Betül konuşmaları hem dinledi hem de elindeki fotoğraf makinesi ile nadide antika parçaların resimlerini çekti.
Öğretmeni müzede gördükleri hakkındaki düşüncelerini yazmalarını hafta sonu ödevi olarak istemişti.
Cumartesi sabahı kalktığında çalışma masasına oturdu. Kompozisyonu yazmaya başladı. Başlık olarak GEÇMİŞTEN GELEN MEKTUP adını koymuştu. Hatırlanmanın ölümsüz kalmak olduğunu yazıyordu.
Anne babası henüz kalkmamıştı. Aklına parlak bir fikir geldi. Süs eşyalarını ve makyaj malzemelerini koyduğu küçük kutuyu kitaplıktan aldı. İçine küçük bir resmini koydu. Koleksiyon olarak topladığı eski madeni paralardan üç beş tanesini de kutuya attı.

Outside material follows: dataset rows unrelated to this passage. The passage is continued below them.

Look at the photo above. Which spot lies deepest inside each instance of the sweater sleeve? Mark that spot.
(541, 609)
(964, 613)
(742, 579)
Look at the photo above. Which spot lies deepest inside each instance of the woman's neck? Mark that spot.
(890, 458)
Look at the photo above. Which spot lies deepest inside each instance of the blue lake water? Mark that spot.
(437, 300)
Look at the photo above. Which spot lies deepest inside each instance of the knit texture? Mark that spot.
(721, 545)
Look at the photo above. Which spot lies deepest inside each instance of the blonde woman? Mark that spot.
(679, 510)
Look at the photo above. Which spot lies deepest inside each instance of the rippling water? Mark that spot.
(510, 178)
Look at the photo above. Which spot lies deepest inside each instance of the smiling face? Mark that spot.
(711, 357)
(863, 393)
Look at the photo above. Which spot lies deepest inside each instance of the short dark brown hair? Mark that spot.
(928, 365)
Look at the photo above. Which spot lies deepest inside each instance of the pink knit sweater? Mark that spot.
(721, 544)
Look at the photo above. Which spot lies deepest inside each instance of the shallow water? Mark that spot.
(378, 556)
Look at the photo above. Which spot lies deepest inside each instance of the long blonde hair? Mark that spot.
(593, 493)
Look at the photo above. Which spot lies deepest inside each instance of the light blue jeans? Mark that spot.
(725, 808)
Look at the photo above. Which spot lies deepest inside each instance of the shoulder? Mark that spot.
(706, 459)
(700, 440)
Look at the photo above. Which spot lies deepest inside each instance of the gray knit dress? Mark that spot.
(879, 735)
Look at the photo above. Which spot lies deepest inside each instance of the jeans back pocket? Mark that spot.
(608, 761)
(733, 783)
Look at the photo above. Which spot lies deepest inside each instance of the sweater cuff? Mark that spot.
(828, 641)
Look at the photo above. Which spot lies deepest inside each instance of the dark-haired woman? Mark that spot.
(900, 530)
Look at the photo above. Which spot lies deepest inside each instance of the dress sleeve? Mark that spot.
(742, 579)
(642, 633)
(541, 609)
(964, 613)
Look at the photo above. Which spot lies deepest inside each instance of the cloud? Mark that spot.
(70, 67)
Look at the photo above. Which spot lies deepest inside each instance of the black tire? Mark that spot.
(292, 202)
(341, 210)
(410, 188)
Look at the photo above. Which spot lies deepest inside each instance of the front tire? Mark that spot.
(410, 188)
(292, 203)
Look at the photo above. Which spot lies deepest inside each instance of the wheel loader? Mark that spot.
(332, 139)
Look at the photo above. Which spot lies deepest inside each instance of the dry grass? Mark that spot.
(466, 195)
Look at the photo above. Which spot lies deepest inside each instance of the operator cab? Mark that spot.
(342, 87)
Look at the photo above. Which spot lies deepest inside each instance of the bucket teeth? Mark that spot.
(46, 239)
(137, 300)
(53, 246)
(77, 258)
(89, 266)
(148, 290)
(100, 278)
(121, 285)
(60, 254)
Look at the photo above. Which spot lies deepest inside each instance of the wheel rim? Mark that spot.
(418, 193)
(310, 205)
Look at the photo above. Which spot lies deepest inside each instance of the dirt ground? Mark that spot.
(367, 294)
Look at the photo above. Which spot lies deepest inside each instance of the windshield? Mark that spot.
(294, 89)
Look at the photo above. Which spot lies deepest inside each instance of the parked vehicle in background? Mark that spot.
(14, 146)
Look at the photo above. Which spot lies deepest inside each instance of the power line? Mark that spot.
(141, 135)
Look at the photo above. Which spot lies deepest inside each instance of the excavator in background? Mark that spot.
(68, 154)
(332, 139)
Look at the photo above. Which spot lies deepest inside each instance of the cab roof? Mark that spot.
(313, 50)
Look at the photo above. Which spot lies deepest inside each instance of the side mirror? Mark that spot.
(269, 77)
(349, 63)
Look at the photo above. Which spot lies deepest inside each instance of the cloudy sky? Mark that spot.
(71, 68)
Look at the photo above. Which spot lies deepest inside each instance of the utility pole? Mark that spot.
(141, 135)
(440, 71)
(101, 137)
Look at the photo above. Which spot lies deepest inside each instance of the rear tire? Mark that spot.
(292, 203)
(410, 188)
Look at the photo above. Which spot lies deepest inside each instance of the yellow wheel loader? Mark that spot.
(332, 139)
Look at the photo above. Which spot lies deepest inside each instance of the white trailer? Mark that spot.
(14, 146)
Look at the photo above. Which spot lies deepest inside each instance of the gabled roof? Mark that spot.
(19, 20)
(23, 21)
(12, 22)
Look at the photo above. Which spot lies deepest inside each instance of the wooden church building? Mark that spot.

Mutfağa gitti. Annesinin türlü yaparken kullandığı toprak güveç kabını bulaşık makinesinden aldı onu da diğerlerinin yanına koydu.
Babasının keserini aldı. Bahçeye çıktı. Köşedeki çalıların dibine geldi. Kazmaya başladı. Kutunun üstünü örtecek kadar kazdı. Hatıra defterinden bir sayfa kopardı ve yazdı:
‘Tarih 21. Yüzyılın başları: 2018. Ben Betül Handan. Handan ailesinin tek prensesi… Hasan Paşa ilkokulunun başarılı öğrencisi, Şık Betül…
Siz bu dili çözmeye çalışırken ben tarih sahnesinden çekilmiş olacağım. Kutudakiler size bugünü aydınlatmak için saklanmıştır.